At the time the wool industry was the unrivalled economic pillar of the colony of Queensland and the great strike was a tremendous and tumultuous event. Australia was going into its worst-ever depression due to a global financial crisis. Unemployment was rife, the wool price had fallen and shearing was one of the most demanding and lowest paid of occupations. The Great Shearers’ Strike became the first significant struggle between organised labour and capital in Australia.
Tension arose between the shearers and the pastoralists who proposed reducing the shearers’ wages of £1 per hundred sheep. The shearers protested by going on strike, a crippling blow to the wool industry. Barcaldine—the end of the rail line from Rockhampton, and at the centre of richest pastoral area of the colony—was the focal point for thousands of shearers and bush workers striking for better conditions.

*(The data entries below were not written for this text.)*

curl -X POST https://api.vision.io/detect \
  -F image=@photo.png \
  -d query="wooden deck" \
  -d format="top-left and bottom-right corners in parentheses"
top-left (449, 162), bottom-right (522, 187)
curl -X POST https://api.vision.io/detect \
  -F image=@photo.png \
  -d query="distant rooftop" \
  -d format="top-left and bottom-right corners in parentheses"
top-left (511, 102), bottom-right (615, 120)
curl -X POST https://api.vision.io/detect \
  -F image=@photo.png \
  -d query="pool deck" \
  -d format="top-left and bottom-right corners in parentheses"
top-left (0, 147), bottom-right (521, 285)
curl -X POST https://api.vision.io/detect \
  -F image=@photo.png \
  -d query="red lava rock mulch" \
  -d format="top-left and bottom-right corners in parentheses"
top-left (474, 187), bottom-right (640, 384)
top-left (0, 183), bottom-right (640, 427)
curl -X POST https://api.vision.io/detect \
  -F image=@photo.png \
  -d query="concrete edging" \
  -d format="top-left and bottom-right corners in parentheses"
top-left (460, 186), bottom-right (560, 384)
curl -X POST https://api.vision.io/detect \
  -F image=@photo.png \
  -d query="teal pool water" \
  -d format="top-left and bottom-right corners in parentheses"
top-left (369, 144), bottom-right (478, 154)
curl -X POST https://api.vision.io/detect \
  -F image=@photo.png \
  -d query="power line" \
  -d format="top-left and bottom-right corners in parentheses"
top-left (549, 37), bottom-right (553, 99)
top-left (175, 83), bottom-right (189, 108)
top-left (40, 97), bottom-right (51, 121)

The unions took radical action to pursue their claims for better pay including setting fire to grass, burning down woolsheds and abducting and intimidating ‘scab’ (non-union) labour. After four months the colonial administration, with the backing of the New South Wales and Queensland governments, bought in the Queensland Colonial Army and the strike was broken. The leaders were tried for conspiracy, rioting and sedition and sent to St Helena prison in Moreton Bay for three years.

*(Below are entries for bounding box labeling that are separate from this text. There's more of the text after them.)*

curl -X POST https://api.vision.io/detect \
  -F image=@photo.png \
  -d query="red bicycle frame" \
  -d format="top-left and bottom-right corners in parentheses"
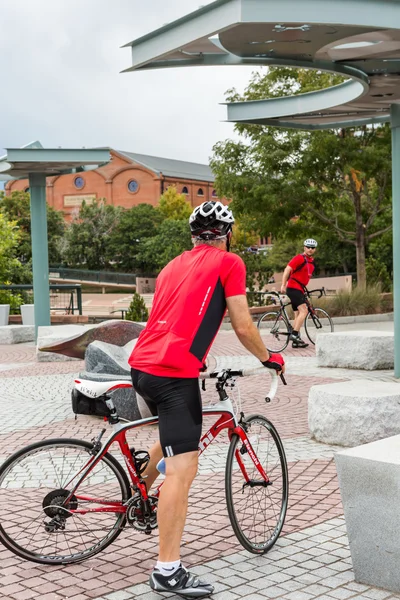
top-left (65, 400), bottom-right (269, 515)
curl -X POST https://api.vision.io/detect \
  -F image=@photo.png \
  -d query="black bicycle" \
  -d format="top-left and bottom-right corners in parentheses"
top-left (257, 288), bottom-right (333, 352)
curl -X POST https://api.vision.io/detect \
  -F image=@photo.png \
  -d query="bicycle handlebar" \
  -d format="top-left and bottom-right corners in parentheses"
top-left (199, 366), bottom-right (287, 400)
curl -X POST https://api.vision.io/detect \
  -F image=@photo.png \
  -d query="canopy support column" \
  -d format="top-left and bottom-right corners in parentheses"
top-left (29, 173), bottom-right (50, 339)
top-left (391, 104), bottom-right (400, 378)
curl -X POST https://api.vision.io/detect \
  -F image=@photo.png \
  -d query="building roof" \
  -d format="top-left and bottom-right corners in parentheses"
top-left (118, 150), bottom-right (215, 182)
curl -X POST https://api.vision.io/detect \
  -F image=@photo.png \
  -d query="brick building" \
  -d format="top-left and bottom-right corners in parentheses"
top-left (5, 148), bottom-right (217, 220)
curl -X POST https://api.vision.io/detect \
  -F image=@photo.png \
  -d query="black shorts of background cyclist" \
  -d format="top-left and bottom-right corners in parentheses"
top-left (131, 369), bottom-right (203, 457)
top-left (286, 287), bottom-right (306, 310)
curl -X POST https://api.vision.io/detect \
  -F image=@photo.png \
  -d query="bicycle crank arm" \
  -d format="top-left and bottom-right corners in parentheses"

While the strike was unsuccessful, it led to calls for a new political party to represent the interests of working people, which later led to the formation of the Australian Labor party.

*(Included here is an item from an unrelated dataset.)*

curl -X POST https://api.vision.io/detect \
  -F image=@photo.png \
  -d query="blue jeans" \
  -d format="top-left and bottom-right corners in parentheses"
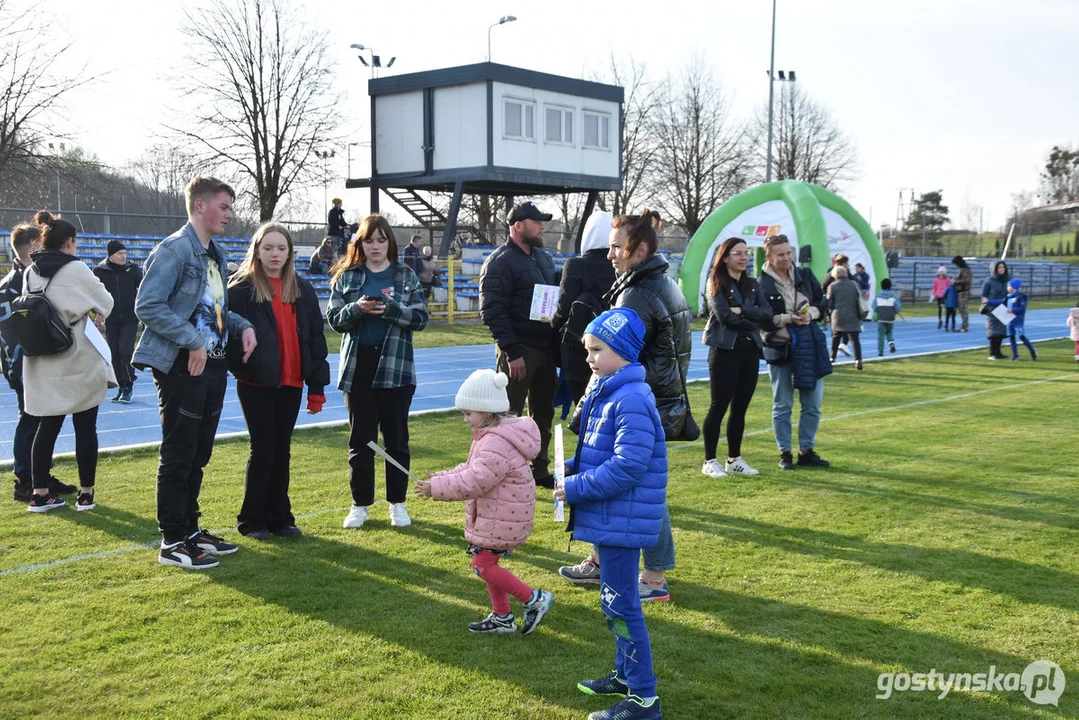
top-left (768, 363), bottom-right (824, 452)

The strike committee issued its final manifesto on 20 June 1891, calling for unionists to register on the electoral rolls. As a result of losing the strike, the unions and others in Queensland formed the Labour Electoral Leagues, which later became the Labour Party and eventually the Australian Labor Party.
The formation of the Labour Electoral Leagues led to the election in 1892, in Queensland, of a shearer, TJ Ryan, who became the first 'Labour' representative in any government, anywhere in the world. During that strike, as well as the maritime strike of 1890, a crucial and historical connection was forged between the union movement and politics.
In April 2006 the Tree of Knowledge was poisoned and did not recover. It was felled on 29 July 2007, and a memorial was opened at the site in 2009.